Bukan hanya mengetahui ilmu tentang bebek, tapi berkat sering berkeliling diberbagai desa, ia juga menemukan adanya perbedaan rasa nasi dari hasil padi yang ditanam pada suatu lokasi berbeda. Meskipun, hanya berjarak satu desa. Saat itu, lewat ceritanya saya jadi mengerti dulu pernah ada cerita, bahwa padi yang ditanam didesa Kalideres menghasilkan nasi yang wangi dan pulen. Bahkan membuat kerabatnya yang tinggal dilain desa merasa ketagihan. Kini? tak ada lagi, hampir semua varietas yang ditanam seragam. Semua yang diceritakan dahulu perlahan hilang ditengah berisiknya arus modernisasi.

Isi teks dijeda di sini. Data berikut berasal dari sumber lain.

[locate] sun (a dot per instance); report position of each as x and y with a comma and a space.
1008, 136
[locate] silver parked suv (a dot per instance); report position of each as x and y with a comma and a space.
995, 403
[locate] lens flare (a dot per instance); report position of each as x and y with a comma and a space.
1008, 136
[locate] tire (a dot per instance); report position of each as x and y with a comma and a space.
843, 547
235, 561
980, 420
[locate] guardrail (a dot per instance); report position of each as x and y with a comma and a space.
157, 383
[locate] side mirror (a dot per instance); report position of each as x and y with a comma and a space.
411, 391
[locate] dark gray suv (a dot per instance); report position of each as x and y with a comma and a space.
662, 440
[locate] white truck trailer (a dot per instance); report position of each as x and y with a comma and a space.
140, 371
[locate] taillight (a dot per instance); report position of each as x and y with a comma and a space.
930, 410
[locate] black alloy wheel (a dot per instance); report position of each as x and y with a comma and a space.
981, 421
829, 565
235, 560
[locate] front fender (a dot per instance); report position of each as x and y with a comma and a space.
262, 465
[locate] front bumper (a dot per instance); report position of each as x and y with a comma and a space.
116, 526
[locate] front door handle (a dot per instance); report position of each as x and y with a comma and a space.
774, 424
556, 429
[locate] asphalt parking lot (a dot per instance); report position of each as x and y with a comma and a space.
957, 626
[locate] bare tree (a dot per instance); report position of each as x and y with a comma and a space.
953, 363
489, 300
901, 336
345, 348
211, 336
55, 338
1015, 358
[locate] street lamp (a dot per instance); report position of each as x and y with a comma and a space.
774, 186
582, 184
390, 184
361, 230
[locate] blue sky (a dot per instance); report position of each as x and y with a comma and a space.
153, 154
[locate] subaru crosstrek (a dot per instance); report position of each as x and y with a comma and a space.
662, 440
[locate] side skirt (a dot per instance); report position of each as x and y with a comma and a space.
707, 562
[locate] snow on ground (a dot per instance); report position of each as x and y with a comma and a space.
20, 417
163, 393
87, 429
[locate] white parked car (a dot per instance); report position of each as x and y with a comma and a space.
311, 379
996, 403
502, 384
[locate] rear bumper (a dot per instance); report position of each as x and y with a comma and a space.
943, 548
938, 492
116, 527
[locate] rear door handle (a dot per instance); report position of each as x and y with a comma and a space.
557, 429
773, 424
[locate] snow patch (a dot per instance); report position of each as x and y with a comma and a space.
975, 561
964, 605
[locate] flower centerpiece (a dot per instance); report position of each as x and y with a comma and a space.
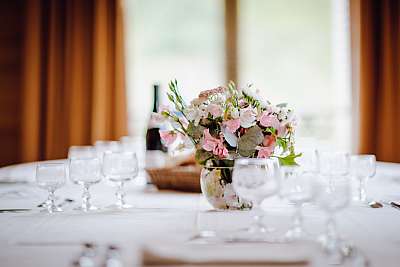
223, 124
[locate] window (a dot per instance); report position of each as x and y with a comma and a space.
293, 51
182, 39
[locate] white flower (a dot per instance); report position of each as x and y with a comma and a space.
235, 113
215, 110
247, 117
193, 114
230, 137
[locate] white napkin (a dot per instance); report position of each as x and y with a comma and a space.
22, 173
228, 255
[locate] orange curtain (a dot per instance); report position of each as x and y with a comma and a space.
376, 72
74, 89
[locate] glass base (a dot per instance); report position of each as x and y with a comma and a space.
205, 237
253, 234
120, 207
86, 209
53, 209
333, 248
296, 234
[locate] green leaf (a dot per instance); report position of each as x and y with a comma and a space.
248, 142
289, 159
195, 131
202, 156
282, 143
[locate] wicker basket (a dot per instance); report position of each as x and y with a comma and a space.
181, 178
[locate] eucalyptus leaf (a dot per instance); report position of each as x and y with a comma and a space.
202, 156
248, 142
289, 159
195, 131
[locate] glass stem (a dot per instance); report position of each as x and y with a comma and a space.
120, 195
362, 194
298, 218
86, 197
51, 205
258, 216
331, 231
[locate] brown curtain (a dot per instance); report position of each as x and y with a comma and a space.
74, 90
376, 72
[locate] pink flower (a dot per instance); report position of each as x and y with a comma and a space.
214, 91
232, 125
215, 145
281, 130
209, 142
220, 150
269, 140
168, 137
269, 120
215, 110
264, 152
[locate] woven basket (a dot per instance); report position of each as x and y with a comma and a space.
180, 178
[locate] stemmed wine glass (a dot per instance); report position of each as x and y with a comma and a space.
51, 176
85, 172
333, 195
363, 167
298, 187
120, 167
333, 163
256, 180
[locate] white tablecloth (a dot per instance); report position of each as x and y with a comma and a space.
37, 239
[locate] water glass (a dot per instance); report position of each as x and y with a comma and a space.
50, 177
333, 195
85, 172
298, 187
120, 167
256, 180
363, 167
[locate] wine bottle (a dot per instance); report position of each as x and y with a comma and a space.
153, 140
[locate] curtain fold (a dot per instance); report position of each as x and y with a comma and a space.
74, 85
376, 41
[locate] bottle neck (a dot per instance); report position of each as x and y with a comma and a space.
155, 98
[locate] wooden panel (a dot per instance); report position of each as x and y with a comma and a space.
11, 44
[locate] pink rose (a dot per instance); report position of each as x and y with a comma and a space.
215, 145
168, 137
264, 152
209, 142
269, 140
214, 110
269, 120
232, 125
220, 150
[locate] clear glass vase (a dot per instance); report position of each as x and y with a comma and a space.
216, 186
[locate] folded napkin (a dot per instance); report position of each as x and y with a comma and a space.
227, 255
21, 173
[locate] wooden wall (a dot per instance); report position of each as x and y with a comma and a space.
11, 50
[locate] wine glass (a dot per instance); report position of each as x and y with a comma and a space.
333, 195
363, 167
50, 177
120, 167
334, 163
81, 152
85, 172
103, 146
297, 186
256, 180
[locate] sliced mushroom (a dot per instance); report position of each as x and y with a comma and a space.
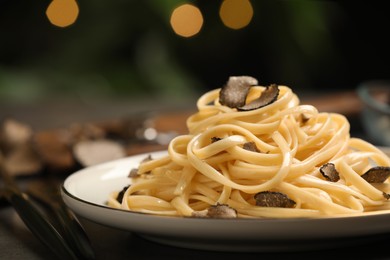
328, 170
234, 93
273, 199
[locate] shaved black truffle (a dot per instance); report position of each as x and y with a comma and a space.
234, 93
119, 198
273, 199
328, 170
215, 139
377, 174
217, 211
251, 146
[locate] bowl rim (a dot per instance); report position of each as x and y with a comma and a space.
363, 92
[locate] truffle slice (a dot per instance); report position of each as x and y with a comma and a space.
251, 146
217, 211
328, 170
268, 96
215, 139
377, 174
119, 198
273, 199
234, 93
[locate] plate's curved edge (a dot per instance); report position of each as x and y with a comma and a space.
247, 229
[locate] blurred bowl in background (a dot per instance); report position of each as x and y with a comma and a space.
375, 115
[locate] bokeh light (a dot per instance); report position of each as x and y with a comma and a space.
236, 14
186, 20
62, 13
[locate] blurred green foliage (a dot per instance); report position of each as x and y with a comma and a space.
127, 49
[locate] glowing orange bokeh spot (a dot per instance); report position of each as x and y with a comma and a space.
62, 13
186, 20
236, 14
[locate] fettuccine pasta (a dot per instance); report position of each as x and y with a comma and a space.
290, 142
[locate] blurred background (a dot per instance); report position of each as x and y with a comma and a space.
69, 54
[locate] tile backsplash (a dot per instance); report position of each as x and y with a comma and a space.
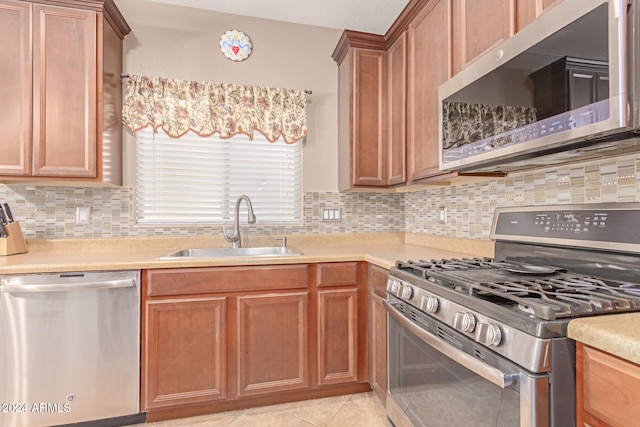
49, 212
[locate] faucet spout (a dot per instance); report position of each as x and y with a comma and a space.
234, 237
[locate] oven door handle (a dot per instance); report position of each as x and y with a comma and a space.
487, 372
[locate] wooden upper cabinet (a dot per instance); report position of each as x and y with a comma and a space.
477, 26
15, 87
397, 111
428, 67
362, 71
65, 91
528, 11
61, 90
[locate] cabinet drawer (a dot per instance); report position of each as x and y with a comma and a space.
338, 274
184, 281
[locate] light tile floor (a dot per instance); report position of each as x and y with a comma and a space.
355, 410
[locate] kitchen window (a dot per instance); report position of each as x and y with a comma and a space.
197, 180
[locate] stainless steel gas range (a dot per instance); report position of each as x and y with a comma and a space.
482, 341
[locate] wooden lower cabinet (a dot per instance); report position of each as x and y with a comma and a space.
337, 336
222, 338
272, 343
186, 351
607, 389
377, 279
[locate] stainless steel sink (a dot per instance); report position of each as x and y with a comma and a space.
263, 251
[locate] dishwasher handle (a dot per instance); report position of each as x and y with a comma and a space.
67, 287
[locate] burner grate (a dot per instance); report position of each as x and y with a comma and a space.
542, 292
554, 298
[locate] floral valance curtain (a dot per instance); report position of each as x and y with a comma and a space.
180, 106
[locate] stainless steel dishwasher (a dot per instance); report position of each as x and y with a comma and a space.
70, 349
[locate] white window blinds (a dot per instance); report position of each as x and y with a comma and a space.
198, 180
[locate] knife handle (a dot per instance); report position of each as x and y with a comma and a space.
7, 212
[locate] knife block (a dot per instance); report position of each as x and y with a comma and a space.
14, 243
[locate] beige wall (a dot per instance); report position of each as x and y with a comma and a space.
183, 43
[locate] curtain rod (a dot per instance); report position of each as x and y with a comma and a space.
307, 91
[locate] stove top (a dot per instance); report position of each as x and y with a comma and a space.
539, 291
552, 264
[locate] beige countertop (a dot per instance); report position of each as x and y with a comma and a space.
617, 334
47, 256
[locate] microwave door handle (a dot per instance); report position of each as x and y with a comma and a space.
66, 287
493, 375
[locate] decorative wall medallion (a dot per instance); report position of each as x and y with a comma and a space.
235, 45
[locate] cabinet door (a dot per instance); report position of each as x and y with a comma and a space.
185, 352
478, 25
428, 68
607, 389
272, 343
64, 91
368, 138
397, 112
15, 87
337, 336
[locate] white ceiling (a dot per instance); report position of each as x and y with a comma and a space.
371, 16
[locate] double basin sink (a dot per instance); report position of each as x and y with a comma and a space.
260, 251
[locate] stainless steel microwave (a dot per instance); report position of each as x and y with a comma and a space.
564, 88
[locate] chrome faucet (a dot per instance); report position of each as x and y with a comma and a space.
235, 236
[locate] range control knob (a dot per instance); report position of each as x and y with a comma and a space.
465, 322
406, 292
488, 334
429, 304
393, 286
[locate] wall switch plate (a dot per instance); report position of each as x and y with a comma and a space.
442, 219
83, 215
330, 214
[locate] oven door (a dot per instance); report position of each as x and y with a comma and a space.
439, 377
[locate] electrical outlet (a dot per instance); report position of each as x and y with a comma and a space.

Pengalaman Mang Suradi dalam mengangon bebek kala itu, berbeda dengan seorang lelaki paruh baya yang saya temui belakangan ini, ia merupakan pribumi yang tinggal dikaki Gunung Geulis. Sempat juga merasakan seperti apa yang Mang Suradi katakan, saat sumber makanan bebek mudah ditemui pada lahan sawah di sekitar tempat tinggalnya sebelum akhirnya pabrik dan perumahan masif berdiri. Mengubur lahan-lahan produktif dengan bangunan-bangunan permanen. Meski masih menyisakan sebagian sawah, namun tak cukup untuk memenuhi kebutuhan sumber makanan bebek dalam jangka waktu yang panjang (setidaknya saat bebek berada pada fase produksi). Akibatnya, ia harus melancong ke lain kabupaten yang dianggap masih menyediakan sumber makanan untuk mencukupi kebutuhan bebeknya. Tapi, hasilnya diluar prediksi, sumber makanan dan produksi telurnya semakin menurun. Perbedaan tata cara panen padi yang digunakan para petani mengalami perubahan. Alat-alat besar yang mampu menggantikan setidaknya 6 tenaga buruh tani memberikan dampak dalam ketersediaan sumber makanan bebek. Apalagi, para peternak bebek yang menggunakan sistem angon ini memanfaatkan lahan sawah pasca panen, persis setelah alat-alat besar itu diterjunkan ke sawah. Menurutnya, bukan hanya tata cara panen yang berubah, tapi juga ketersediaan makanan bebek yang didapat dari sisa-sisa hasil panen itu semakin sedikit. Akibatnya, ia terpaksa untuk menggulung tikar usahanya dan menjual bebek-bebeknya.

Singkatnya, masyarakat desa telah mengalami perubahan. Sektor-sektor yang dahulu mampu menghidupinya kini mengalami pasang-surut. Anak-anak yang mereka sekolahkan, kini sudah lebih pintar untuk membaca dan menghafal huruf-huruf, sudah lebih mahir juga dalam berhitung. Namun, bukan untuk bekerja sebagai petani. Orang tua mereka mengkhawatirkan nasib yang sama terjadi pada anaknya, pun sebaliknya.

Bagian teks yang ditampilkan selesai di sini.